For the sake of compactness, homogeneity of sensations - and probably economy, we must not delude ourselves - the switches of the three sections are all identical and are of the tactile and not mechanical type. If we could fear a lesser respondent, it is not, the reactivity of the clicks being very satisfactory. We also appreciate their discretion. On the other hand, we should expect a slightly lower lifespan compared to the mechanical switches of the last Naga Chroma. As such, we could have hoped that Razer would guarantee the availability of the slices in spare parts, in case ... However, wear should a priori be distributed over the different slices, since if we buy this mouse, this is in principle not to use only one of the three sections - the Naga Chroma and Naga Hex V2 being less expensive and therefore more suitable in this case.

As for the other buttons, we appreciate the good reactivity of the two main ones, which are of course mechanical, while two other buttons are located above the wheel, allowing you to change the sensitivity of the mouse to the stolen (default function). The wheel, for its part, is very well notched without being too hard, allowing satisfactory office use. This wheel also benefits from a horizontal scrolling mode, being associated with two additional switches which activate when tilted to the right or left.



Razer has chosen an optical sensor for its Naga Trinity. A wise choice as this 5G sensor proves to be efficient. Already used in the DeathAdder Elite, the Lancehead Tournament Edition and the Basilisk, this PMW3389 manufactured by PixArt supports speeds up to 11.43 m / s, and accelerations of 50 g. Suffice to say that there is no risk of seeing it fail, even in the case of particularly sharp movements (low sensitivity currents in shooting games, in particular).

Its sensitivity can reach 16,000 dpi, far more than you need, even for multi-screen use. Remember that at 16,000 dpi, a movement of 2 cm is enough to make the pointer run through the width of 3 Ultra HD screens.

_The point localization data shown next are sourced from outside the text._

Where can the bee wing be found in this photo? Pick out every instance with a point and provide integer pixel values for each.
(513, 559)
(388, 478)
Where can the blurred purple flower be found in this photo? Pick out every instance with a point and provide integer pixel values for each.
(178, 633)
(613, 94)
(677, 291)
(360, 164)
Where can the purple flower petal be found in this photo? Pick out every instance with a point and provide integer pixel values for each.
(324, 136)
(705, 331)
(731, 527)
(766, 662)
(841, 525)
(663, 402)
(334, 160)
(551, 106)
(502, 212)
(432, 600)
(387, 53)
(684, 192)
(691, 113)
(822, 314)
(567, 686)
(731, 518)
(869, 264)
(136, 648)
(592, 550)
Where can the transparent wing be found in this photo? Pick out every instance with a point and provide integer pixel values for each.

You might as well forget about precision with such a setting; but who can do more can do less.

In terms of surface recognition, optics requires, glass and other transparent and reflective coatings will simply be avoided. Aside from these specific materials, the sensor tolerates a wide variety of surfaces. However, we always recommend a good mouse pad, in order to improve accuracy and glide, while limiting the wear of the pads.



Well designed, the Naga Trinity does bring together the advantages of all the other versions of wired Naga. Its modularity makes it versatile and particularly interesting for players who appreciate very different types of games.